2. Continuing with the same line of attack, you would be able to eliminate option B because EVERY ONE is singular twice over (the phrase of these birds does not alter the singular nature of the subject), and WERE is plural. Here again, you need WAS.

3. Option C has no problem from this point of view (though the ONE after EACH is not necessary), so it must either be right or there must be some other mistake - and clearly, there is. The peculiar beginning of the sentence - Crested and solitary - gives the reader two adjectives in isolation and then proceeds to a list of species of bird, so we are to suppose that those adjectives describe those species. Fair enough perhaps, but then a problem arises: each one of these birds was very different from the birds in a certain study. Different in which way? The sentence has already spent its ammunition by placing the relevant adjectives at the very beginning rather than keeping them to make the alleged difference clear, so the contrast just doesn't fire. (Furthermore, it's questionable whether it's sound to contrast singular birds - EACH ONE - with a group: the birds in Marshall's study. The solution in the correct answer, on the other hand, contrasts plural with plural, and is definitely not questionable.)

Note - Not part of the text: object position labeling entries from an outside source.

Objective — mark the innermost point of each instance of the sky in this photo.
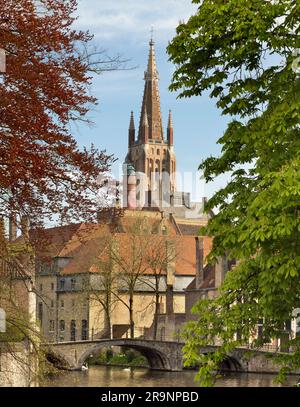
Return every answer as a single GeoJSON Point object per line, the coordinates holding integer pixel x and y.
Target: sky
{"type": "Point", "coordinates": [123, 27]}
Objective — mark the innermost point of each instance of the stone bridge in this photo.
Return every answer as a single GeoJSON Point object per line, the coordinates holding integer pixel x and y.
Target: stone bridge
{"type": "Point", "coordinates": [161, 355]}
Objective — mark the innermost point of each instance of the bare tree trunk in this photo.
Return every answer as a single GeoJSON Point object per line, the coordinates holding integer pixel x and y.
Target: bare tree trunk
{"type": "Point", "coordinates": [157, 310]}
{"type": "Point", "coordinates": [107, 324]}
{"type": "Point", "coordinates": [131, 316]}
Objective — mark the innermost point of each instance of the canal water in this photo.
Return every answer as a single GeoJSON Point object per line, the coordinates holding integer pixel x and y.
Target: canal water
{"type": "Point", "coordinates": [112, 376]}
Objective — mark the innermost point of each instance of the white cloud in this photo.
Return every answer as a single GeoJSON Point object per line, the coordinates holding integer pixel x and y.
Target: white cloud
{"type": "Point", "coordinates": [109, 19]}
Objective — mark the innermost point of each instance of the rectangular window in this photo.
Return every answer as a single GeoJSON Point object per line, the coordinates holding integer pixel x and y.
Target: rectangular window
{"type": "Point", "coordinates": [51, 325]}
{"type": "Point", "coordinates": [62, 325]}
{"type": "Point", "coordinates": [73, 330]}
{"type": "Point", "coordinates": [84, 330]}
{"type": "Point", "coordinates": [40, 312]}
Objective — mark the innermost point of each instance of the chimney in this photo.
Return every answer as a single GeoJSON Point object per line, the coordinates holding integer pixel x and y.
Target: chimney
{"type": "Point", "coordinates": [131, 131]}
{"type": "Point", "coordinates": [199, 261]}
{"type": "Point", "coordinates": [169, 300]}
{"type": "Point", "coordinates": [12, 228]}
{"type": "Point", "coordinates": [25, 226]}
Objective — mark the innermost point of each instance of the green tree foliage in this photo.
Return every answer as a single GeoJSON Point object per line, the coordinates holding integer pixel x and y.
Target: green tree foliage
{"type": "Point", "coordinates": [244, 52]}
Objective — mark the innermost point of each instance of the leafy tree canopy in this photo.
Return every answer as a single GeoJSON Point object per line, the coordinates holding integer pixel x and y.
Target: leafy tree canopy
{"type": "Point", "coordinates": [244, 52]}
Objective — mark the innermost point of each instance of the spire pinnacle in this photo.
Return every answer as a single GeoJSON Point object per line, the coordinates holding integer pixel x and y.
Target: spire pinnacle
{"type": "Point", "coordinates": [131, 124]}
{"type": "Point", "coordinates": [151, 101]}
{"type": "Point", "coordinates": [145, 118]}
{"type": "Point", "coordinates": [151, 36]}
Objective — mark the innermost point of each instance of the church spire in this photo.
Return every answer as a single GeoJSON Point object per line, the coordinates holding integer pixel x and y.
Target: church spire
{"type": "Point", "coordinates": [151, 101]}
{"type": "Point", "coordinates": [131, 131]}
{"type": "Point", "coordinates": [170, 136]}
{"type": "Point", "coordinates": [145, 127]}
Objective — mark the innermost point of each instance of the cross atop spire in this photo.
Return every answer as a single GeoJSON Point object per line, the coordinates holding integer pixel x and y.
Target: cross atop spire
{"type": "Point", "coordinates": [151, 35]}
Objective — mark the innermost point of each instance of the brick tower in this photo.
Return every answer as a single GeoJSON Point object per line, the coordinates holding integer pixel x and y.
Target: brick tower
{"type": "Point", "coordinates": [151, 155]}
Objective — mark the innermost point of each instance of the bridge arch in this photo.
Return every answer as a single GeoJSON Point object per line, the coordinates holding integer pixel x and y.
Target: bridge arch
{"type": "Point", "coordinates": [156, 357]}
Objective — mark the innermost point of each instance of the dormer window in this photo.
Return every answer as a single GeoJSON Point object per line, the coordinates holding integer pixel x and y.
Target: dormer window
{"type": "Point", "coordinates": [62, 284]}
{"type": "Point", "coordinates": [73, 283]}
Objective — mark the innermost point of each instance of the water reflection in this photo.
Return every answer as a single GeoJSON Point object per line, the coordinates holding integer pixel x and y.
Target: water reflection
{"type": "Point", "coordinates": [108, 376]}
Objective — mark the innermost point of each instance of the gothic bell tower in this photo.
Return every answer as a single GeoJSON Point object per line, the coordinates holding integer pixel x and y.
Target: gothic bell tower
{"type": "Point", "coordinates": [150, 154]}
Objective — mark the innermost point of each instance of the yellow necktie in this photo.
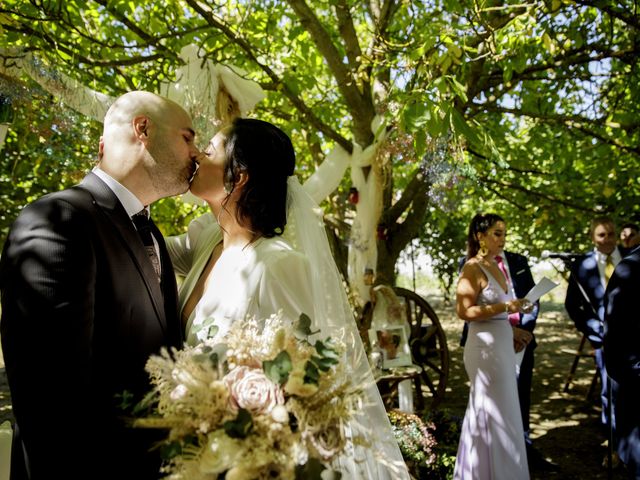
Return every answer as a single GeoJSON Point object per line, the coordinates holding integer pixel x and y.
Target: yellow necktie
{"type": "Point", "coordinates": [608, 269]}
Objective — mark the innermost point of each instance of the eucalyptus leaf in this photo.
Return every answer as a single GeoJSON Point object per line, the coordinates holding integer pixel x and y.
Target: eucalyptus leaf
{"type": "Point", "coordinates": [278, 369]}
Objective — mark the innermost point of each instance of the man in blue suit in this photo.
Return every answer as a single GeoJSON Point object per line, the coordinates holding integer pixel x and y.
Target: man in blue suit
{"type": "Point", "coordinates": [585, 296]}
{"type": "Point", "coordinates": [622, 356]}
{"type": "Point", "coordinates": [521, 278]}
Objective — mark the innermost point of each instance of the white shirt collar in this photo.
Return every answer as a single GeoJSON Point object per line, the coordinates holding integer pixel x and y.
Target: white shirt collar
{"type": "Point", "coordinates": [602, 257]}
{"type": "Point", "coordinates": [128, 200]}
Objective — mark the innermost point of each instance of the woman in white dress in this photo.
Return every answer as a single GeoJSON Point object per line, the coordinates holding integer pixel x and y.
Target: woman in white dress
{"type": "Point", "coordinates": [492, 440]}
{"type": "Point", "coordinates": [264, 250]}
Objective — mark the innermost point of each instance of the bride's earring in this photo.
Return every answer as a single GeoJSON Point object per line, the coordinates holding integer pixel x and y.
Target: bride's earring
{"type": "Point", "coordinates": [483, 249]}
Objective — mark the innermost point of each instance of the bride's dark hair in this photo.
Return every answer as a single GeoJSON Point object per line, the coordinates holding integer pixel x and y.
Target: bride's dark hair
{"type": "Point", "coordinates": [266, 154]}
{"type": "Point", "coordinates": [480, 223]}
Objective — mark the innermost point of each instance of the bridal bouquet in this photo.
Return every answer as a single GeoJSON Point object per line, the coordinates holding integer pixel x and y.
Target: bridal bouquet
{"type": "Point", "coordinates": [266, 403]}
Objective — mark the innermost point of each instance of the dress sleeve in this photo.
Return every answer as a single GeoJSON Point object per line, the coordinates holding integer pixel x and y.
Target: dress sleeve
{"type": "Point", "coordinates": [286, 286]}
{"type": "Point", "coordinates": [182, 247]}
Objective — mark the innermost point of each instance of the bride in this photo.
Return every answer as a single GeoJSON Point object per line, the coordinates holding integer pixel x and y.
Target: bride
{"type": "Point", "coordinates": [266, 251]}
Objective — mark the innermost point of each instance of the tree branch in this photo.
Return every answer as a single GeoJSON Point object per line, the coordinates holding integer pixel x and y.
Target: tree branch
{"type": "Point", "coordinates": [306, 112]}
{"type": "Point", "coordinates": [359, 104]}
{"type": "Point", "coordinates": [489, 181]}
{"type": "Point", "coordinates": [608, 7]}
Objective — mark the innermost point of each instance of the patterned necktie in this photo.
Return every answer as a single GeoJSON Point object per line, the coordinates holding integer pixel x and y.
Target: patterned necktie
{"type": "Point", "coordinates": [143, 225]}
{"type": "Point", "coordinates": [514, 318]}
{"type": "Point", "coordinates": [608, 269]}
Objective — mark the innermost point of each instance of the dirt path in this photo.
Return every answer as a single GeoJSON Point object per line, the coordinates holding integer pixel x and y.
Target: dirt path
{"type": "Point", "coordinates": [565, 426]}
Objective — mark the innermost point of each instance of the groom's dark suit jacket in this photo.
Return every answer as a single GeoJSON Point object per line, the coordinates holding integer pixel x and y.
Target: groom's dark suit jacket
{"type": "Point", "coordinates": [82, 311]}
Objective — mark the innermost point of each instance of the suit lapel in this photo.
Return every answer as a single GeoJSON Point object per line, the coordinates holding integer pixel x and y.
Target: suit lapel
{"type": "Point", "coordinates": [116, 214]}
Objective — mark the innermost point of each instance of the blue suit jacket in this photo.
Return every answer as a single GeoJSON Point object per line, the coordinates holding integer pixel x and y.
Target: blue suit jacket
{"type": "Point", "coordinates": [622, 354]}
{"type": "Point", "coordinates": [585, 298]}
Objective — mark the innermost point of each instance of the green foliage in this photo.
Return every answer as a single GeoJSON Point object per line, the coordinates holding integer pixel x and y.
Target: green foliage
{"type": "Point", "coordinates": [279, 368]}
{"type": "Point", "coordinates": [536, 101]}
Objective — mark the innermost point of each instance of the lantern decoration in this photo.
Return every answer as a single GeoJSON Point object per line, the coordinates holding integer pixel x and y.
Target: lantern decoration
{"type": "Point", "coordinates": [369, 276]}
{"type": "Point", "coordinates": [354, 195]}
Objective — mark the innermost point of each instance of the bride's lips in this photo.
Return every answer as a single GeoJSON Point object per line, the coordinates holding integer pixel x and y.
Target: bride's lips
{"type": "Point", "coordinates": [196, 165]}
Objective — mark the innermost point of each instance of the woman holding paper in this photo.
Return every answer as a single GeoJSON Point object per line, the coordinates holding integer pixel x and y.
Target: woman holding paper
{"type": "Point", "coordinates": [492, 441]}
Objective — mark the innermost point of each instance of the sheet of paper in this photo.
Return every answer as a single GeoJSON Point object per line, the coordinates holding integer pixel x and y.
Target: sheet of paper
{"type": "Point", "coordinates": [543, 286]}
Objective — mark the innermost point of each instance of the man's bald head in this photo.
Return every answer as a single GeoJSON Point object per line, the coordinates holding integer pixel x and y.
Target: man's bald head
{"type": "Point", "coordinates": [139, 103]}
{"type": "Point", "coordinates": [147, 145]}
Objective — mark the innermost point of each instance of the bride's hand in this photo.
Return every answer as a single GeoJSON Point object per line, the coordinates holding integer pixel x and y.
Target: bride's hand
{"type": "Point", "coordinates": [519, 305]}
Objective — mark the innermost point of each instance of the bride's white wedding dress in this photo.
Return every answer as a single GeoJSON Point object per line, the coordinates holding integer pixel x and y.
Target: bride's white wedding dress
{"type": "Point", "coordinates": [261, 279]}
{"type": "Point", "coordinates": [492, 440]}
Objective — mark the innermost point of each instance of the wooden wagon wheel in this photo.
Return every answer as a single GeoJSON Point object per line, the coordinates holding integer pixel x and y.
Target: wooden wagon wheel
{"type": "Point", "coordinates": [428, 345]}
{"type": "Point", "coordinates": [428, 350]}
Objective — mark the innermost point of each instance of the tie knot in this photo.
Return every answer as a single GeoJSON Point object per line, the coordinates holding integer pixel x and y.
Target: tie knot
{"type": "Point", "coordinates": [142, 213]}
{"type": "Point", "coordinates": [141, 220]}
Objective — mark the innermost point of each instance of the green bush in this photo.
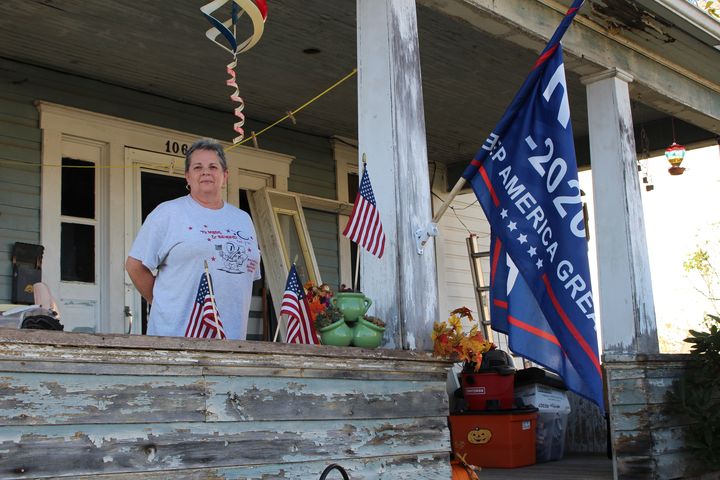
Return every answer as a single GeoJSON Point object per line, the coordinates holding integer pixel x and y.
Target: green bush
{"type": "Point", "coordinates": [697, 394]}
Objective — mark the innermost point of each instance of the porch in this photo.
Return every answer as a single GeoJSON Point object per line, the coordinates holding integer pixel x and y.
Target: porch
{"type": "Point", "coordinates": [571, 467]}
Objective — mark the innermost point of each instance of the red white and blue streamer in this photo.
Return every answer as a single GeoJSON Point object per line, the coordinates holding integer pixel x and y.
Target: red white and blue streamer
{"type": "Point", "coordinates": [256, 11]}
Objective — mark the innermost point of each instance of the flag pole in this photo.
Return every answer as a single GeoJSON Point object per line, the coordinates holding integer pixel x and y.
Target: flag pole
{"type": "Point", "coordinates": [277, 328]}
{"type": "Point", "coordinates": [423, 234]}
{"type": "Point", "coordinates": [355, 285]}
{"type": "Point", "coordinates": [357, 270]}
{"type": "Point", "coordinates": [212, 298]}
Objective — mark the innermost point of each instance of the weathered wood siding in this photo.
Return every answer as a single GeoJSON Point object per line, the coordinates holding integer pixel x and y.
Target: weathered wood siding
{"type": "Point", "coordinates": [323, 229]}
{"type": "Point", "coordinates": [20, 145]}
{"type": "Point", "coordinates": [143, 407]}
{"type": "Point", "coordinates": [587, 430]}
{"type": "Point", "coordinates": [19, 181]}
{"type": "Point", "coordinates": [648, 438]}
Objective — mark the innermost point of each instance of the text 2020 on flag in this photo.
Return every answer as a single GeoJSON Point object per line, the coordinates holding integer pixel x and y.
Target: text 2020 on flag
{"type": "Point", "coordinates": [364, 226]}
{"type": "Point", "coordinates": [300, 328]}
{"type": "Point", "coordinates": [525, 177]}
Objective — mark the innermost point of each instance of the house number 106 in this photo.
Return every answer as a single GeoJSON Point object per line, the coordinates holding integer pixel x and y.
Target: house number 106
{"type": "Point", "coordinates": [174, 147]}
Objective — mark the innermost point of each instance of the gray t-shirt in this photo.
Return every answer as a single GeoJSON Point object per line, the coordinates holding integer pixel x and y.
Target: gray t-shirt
{"type": "Point", "coordinates": [175, 239]}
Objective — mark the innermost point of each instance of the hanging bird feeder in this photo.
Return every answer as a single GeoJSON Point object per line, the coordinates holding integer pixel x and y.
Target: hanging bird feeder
{"type": "Point", "coordinates": [675, 154]}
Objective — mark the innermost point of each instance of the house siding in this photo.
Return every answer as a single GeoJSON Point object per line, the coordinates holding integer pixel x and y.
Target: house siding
{"type": "Point", "coordinates": [323, 229]}
{"type": "Point", "coordinates": [20, 148]}
{"type": "Point", "coordinates": [19, 181]}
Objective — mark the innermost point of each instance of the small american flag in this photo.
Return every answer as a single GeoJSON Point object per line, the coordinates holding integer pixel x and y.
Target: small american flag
{"type": "Point", "coordinates": [295, 306]}
{"type": "Point", "coordinates": [364, 226]}
{"type": "Point", "coordinates": [204, 320]}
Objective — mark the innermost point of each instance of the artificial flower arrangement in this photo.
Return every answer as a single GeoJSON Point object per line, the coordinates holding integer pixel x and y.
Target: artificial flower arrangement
{"type": "Point", "coordinates": [450, 341]}
{"type": "Point", "coordinates": [318, 298]}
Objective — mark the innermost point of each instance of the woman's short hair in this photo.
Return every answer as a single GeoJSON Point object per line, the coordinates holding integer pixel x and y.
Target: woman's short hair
{"type": "Point", "coordinates": [206, 144]}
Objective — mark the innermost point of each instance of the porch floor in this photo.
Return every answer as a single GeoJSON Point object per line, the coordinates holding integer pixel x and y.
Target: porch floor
{"type": "Point", "coordinates": [571, 467]}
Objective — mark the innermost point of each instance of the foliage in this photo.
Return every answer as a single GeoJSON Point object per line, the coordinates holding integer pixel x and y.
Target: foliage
{"type": "Point", "coordinates": [700, 262]}
{"type": "Point", "coordinates": [697, 394]}
{"type": "Point", "coordinates": [374, 320]}
{"type": "Point", "coordinates": [450, 341]}
{"type": "Point", "coordinates": [327, 317]}
{"type": "Point", "coordinates": [318, 297]}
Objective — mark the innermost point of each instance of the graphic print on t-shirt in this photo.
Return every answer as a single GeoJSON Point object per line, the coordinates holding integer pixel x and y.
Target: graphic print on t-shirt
{"type": "Point", "coordinates": [233, 249]}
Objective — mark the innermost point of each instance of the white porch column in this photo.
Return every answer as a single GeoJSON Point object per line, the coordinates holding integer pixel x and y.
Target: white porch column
{"type": "Point", "coordinates": [625, 290]}
{"type": "Point", "coordinates": [391, 131]}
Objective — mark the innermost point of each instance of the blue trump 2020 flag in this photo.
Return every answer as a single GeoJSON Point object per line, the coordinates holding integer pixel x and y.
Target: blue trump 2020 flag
{"type": "Point", "coordinates": [525, 177]}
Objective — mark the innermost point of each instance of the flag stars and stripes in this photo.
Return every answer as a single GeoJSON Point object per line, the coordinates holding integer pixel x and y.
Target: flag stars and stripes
{"type": "Point", "coordinates": [204, 319]}
{"type": "Point", "coordinates": [364, 226]}
{"type": "Point", "coordinates": [294, 304]}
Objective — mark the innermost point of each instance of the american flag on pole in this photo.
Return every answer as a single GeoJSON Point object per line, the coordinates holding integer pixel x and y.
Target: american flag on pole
{"type": "Point", "coordinates": [295, 306]}
{"type": "Point", "coordinates": [204, 320]}
{"type": "Point", "coordinates": [364, 227]}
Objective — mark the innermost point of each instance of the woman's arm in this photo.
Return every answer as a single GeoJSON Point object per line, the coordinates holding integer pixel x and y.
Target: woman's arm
{"type": "Point", "coordinates": [141, 276]}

4. The latter objection could also be made to every one of them was crested and solitary in option D. But what you want is something plainly incorrect in an option, and that objection is perhaps debatable. And certainly there is nothing wrong from the point of view of subject-verb agreement in that clause. There is, however, something else: The study's birds. This use of the Saxon Genitive is plainly unidiomatic and illogical: in which way could it be said that a study possesses birds? This error is then compounded by the repetition of the subject in the phrase every one of them. English does not repeat subjects in this way, and the sentence has passed from plural to singular birds to boot: The study's birds ... every one of them was... So option D can be eliminated, leaving only E.

5. The birds (plural) examined in the study (idiomatic) ... were all (plural) crested and solitary (adjectives correctly positioned for the following contrast), very different from the birds (plural) ... It all hangs together.